Jacques Rigaut — « alias J. R., Jack Rigow, Coco-Folie, Lord Patchogue ou Rigo dit la Mort des Papillons » — est publié pour la première fois (« Propos amorphes ») dans la revue Action, n° 4, juillet 1920 (il a 21 ans), en compagnie d’André Malraux (« Mobilités », écrits farfelus) et de Max Jacob (« Ma vie en trois lignes », « Pour faire un délicieux poème en prose »…).

« Il n’y a au monde qu’une seule chose qui ne soit pas supportable : le sentiment de sa médiocrité. »

Le vendredi 13 mai 1921, salle des Sociétés savantes, rue Danton, au procès de Maurice Barrès mis en accusation par Dada « pour attentat à la sûreté de l’esprit », Breton, président autoproclamé, interroge Jacques Rigaut, témoin (de moralité ?) :
A. B. — Vous venez de montrer que le suicide ne vous semblait pas défendable, mais vous ne m’avez toujours pas dit comment, en condamnant tout, vous vous arrangiez pour vivre ?
J. R. — Vivre au jour le jour. Maquereautage. Parasitisme.

« Blanc ou noir, si je pouvais choisir, si je pouvais avoir un goût. »

En 1955, dans sa réponse au questionnaire de Raymond Queneau « Pour une bibliothèque idéale », parmi ses deux cent trois livres cités, Michel Leiris place les Papiers posthumes de Jacques Rigaut entre Le Parti pris des choses de Francis Ponge et Histoire de l’œil de Lord Auch, alias Georges Bataille. 

« Il n’y a rien à faire. Vous pouvez compter sur moi. Je m’en charge. »

Sur les photos (Man Ray) de groupe dada, Rigaut — maître en fusées amères, en aphorismes désespérés annonciateurs de ceux de Cioran — pose en compagnie de Paul Eluard, de Philippe Soupault, de Francis Picabia.

« Je suis le raté-étalon. » (Fragments posthumes)

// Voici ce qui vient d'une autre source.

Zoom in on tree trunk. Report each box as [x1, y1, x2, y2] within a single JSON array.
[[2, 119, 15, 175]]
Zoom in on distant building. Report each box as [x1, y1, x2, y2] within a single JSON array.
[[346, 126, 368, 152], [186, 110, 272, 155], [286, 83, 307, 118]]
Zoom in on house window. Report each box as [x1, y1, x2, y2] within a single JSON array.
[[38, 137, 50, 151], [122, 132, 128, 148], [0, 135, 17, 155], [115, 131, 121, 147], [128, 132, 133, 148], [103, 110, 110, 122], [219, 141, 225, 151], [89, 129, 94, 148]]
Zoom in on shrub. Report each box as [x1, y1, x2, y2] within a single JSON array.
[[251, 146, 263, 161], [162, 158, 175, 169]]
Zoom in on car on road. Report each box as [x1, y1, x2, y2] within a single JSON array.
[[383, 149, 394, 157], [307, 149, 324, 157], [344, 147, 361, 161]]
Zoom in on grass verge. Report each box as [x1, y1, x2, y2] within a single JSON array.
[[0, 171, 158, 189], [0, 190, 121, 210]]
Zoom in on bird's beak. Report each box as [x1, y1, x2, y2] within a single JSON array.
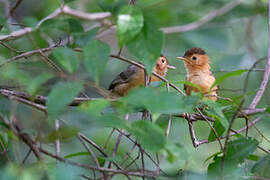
[[177, 56, 187, 61], [167, 64, 176, 69]]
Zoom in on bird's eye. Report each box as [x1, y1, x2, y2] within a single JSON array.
[[161, 59, 165, 64]]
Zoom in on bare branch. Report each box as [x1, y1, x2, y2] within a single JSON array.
[[0, 6, 111, 41], [249, 8, 270, 109]]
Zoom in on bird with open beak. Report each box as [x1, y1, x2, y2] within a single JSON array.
[[177, 48, 218, 101], [109, 55, 176, 96]]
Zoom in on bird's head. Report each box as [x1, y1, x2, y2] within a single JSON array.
[[154, 55, 176, 76], [177, 47, 210, 71]]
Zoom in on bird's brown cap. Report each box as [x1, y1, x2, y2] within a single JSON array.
[[184, 47, 206, 57]]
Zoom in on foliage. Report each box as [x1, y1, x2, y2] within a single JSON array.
[[0, 0, 270, 180]]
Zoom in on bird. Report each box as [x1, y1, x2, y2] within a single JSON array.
[[177, 47, 218, 102], [108, 55, 176, 96]]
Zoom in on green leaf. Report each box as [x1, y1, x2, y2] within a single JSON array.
[[208, 137, 258, 179], [67, 19, 83, 34], [204, 100, 229, 130], [226, 137, 259, 163], [52, 47, 79, 73], [41, 19, 69, 33], [251, 155, 270, 178], [127, 19, 164, 73], [79, 99, 129, 129], [117, 6, 143, 48], [208, 118, 225, 142], [23, 16, 38, 28], [129, 120, 166, 152], [83, 40, 110, 83], [210, 69, 247, 91], [79, 99, 110, 116], [247, 154, 260, 161], [46, 82, 83, 119], [73, 28, 98, 47], [165, 141, 189, 163]]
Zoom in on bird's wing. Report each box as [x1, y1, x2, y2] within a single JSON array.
[[108, 65, 139, 90], [184, 78, 190, 95]]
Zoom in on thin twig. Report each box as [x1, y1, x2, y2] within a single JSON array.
[[9, 0, 23, 17], [0, 5, 111, 41]]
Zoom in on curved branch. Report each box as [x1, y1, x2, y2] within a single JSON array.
[[0, 6, 111, 41], [249, 9, 270, 109]]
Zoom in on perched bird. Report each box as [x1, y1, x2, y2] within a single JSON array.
[[177, 48, 218, 101], [109, 55, 175, 96]]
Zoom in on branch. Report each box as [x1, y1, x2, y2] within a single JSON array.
[[161, 0, 243, 34], [39, 148, 156, 178], [9, 0, 23, 16], [0, 6, 111, 41], [110, 55, 186, 96], [249, 4, 270, 109]]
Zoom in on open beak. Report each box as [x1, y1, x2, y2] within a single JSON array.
[[167, 64, 176, 69], [177, 56, 187, 61]]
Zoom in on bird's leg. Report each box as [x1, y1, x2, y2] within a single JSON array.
[[186, 114, 199, 148]]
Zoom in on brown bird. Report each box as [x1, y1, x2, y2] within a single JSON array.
[[109, 55, 176, 96], [177, 48, 218, 101]]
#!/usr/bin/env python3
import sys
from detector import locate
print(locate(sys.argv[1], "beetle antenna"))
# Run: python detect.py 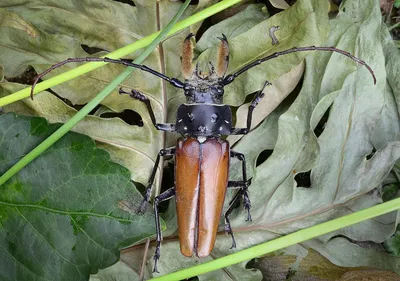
[216,33,229,78]
[223,46,376,85]
[31,57,184,99]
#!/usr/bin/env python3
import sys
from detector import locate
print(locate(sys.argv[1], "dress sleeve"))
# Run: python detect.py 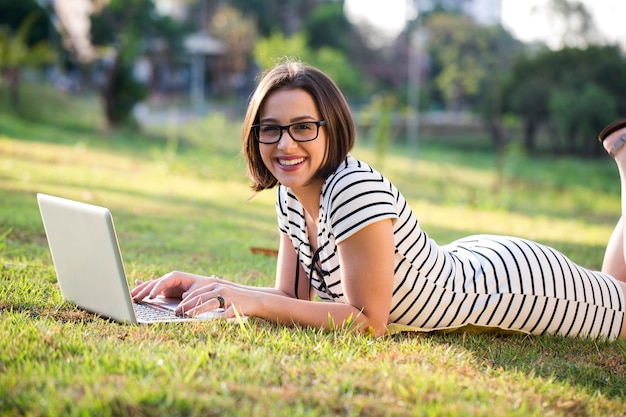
[327,170,399,244]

Jacques Rigaut, créateur de l’Agence générale du suicide, « société reconnue d’utilité publique », dont il s’institue l’administrateur principal —  l’A.G.S. est heureuse d’annoncer à ses clients qu’elle leur propose une mort assurée et immédiate, ce qui ne manquera pas de séduire ceux qui ont été détournés du suicide par la crainte de « se rater » —, qui refuse l’aliénation du salariat, se passionne pour le dressage des puces savantes et la fabrication de cartes de visite microscopiques (37 x 19 mm), dont il dépose un modèle à l’Office national de la propriété industrielle — escomptant faire fortune.

« Je vous aime assez pour n’avoir rien à vous dire. » 

En 1974, dans les Trois Suicidés de la société (hantologie — dis-moi qui te hante, je te dirai qui tuer), Jacques Rigaut — dada d’entre les dadas, dandy de même, ou « dandy dada drogué » — est enrôlé, convoqué entre Arthur Cravan (le poète boxeur) et Jacques Vaché (le poète sans œuvre) pour constituer un trio maudit, une triade fatale, une triplette d’outsiders. Mais René Crevel (Mon corps et moi, la Mort difficile, Êtes-vous fous ? « Prière de m’incinérer. Dégoût ») et Roger Gilbert-Lecomte (phrère simpliste du Grand Jeu) auraient fait aussi bien l’affaire.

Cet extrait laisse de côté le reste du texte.